A lab group at K-State launches an experiment to determine the effect of different diets and stretching techniques on lactic acid production in athletes. The team of researchers are launching a completely novel project, but previous papers has suggested that these treatments will have little to no effect. They take a group of $40$ volunteers from various teams in K-State athletics and divide them into $8$ groups (based on 2 Diets and 2 Stretching techniques), finding that S_1 (stretching technique 1) and D_2 (diet 2) on reduced the average proportion of lactic acid in the athletes, during high-intensity cardio, by $0.278$ .

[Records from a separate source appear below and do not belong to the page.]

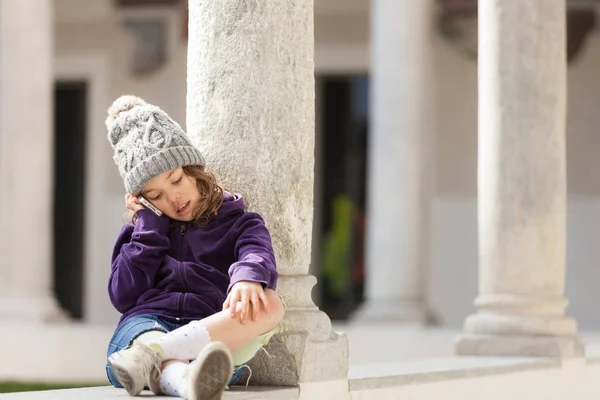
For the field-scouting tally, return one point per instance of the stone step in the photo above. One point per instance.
(111, 393)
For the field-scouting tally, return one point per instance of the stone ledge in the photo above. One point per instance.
(111, 393)
(384, 375)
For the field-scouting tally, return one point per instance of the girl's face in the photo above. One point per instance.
(174, 193)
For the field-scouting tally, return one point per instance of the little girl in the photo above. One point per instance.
(195, 280)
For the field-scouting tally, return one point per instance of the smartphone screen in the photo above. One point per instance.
(149, 205)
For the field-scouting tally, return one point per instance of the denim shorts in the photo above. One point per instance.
(135, 326)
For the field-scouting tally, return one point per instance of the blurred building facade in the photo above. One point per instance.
(102, 49)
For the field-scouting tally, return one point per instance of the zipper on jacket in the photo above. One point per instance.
(182, 232)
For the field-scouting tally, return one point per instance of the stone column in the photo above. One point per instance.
(250, 108)
(399, 158)
(26, 153)
(522, 183)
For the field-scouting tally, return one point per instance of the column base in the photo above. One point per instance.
(306, 351)
(518, 346)
(31, 310)
(496, 334)
(394, 311)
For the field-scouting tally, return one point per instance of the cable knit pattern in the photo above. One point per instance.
(146, 142)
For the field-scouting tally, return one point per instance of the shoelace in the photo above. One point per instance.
(152, 369)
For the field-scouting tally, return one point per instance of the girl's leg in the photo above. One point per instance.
(186, 342)
(139, 363)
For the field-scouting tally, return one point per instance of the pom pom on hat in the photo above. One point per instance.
(122, 104)
(146, 142)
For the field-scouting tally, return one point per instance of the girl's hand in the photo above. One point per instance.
(133, 203)
(245, 300)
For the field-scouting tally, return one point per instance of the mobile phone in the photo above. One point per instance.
(149, 205)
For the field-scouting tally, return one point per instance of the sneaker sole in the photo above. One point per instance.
(211, 374)
(125, 379)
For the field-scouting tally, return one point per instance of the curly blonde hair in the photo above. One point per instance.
(211, 198)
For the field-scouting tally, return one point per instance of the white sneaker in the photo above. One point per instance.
(210, 373)
(134, 366)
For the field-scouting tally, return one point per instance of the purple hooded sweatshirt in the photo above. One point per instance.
(176, 270)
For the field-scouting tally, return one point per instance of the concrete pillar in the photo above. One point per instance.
(250, 108)
(521, 183)
(26, 155)
(402, 113)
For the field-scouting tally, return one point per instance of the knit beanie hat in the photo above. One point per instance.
(147, 142)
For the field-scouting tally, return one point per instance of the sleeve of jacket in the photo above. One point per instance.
(137, 255)
(254, 252)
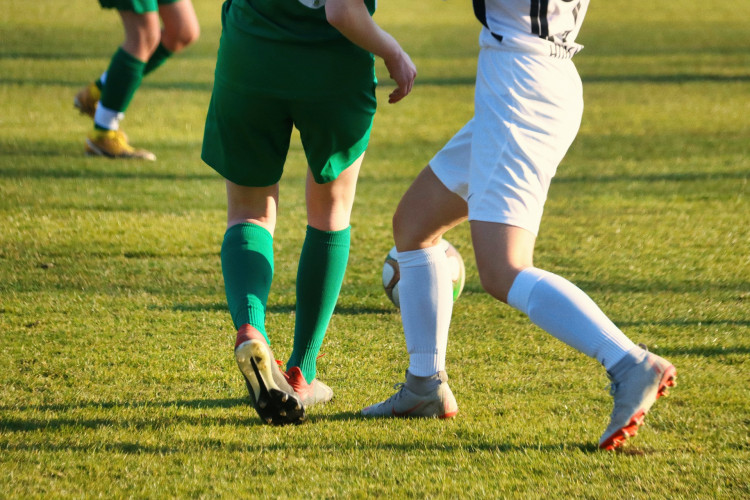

A research farm has been contracted to investigate the effects of three different feed supplements on the post-harvest meat quality of cattle. The researchers focused on a specific high-value cut of meat and measured the weight of this cut in the highest quality grade after each animal was slaughtered. In a typical scenario, a $1000$ pound cow yields about $600$ pounds of carcass weight after slaughter (called the “hanging weight”), with around $300$ pounds of boneless retail cuts. Of these cuts, approximately $10$ pounds typically fall into the highest quality grade (USDA Prime or equivalent), which represents the most marbled and valuable portion of the meat. In the experiment, two of the feed supplements had no significant effect on the amount of the highest quality meat. One supplement significantly increased the yield of the highest quality grade, boosting the average weight of these premium cuts to $33$ pounds per cow.

A psychology lab is working to determine the behavioral differences between arranged and self-selected marital partners. Using volunteers, they run an experiment where the one partner is given a simple, physical puzzle to solve blindfolded, and the other partner is tasked with guiding them. They track their measurement of behavioral differences between the two categories of couples by reviewing recordings of the puzzle being solved and counting the frequency that certain key words are said, then categorizing them into positive or negative statements. They would also check the speed at which the couples completed the puzzle. This puzzle task is well studied and overall the average time to complete the puzzle for any two people is roughly $6.5$ minutes. From their experiment where they observed $43$ couples, the partners coming from arranged marriages had an average time $1.2 minutes$ faster than the self-selected marriages, who finished in $5.3$ minutes on average, but a lower frequency of positive or negative statements, with a negligibly higher proportion of positive statements.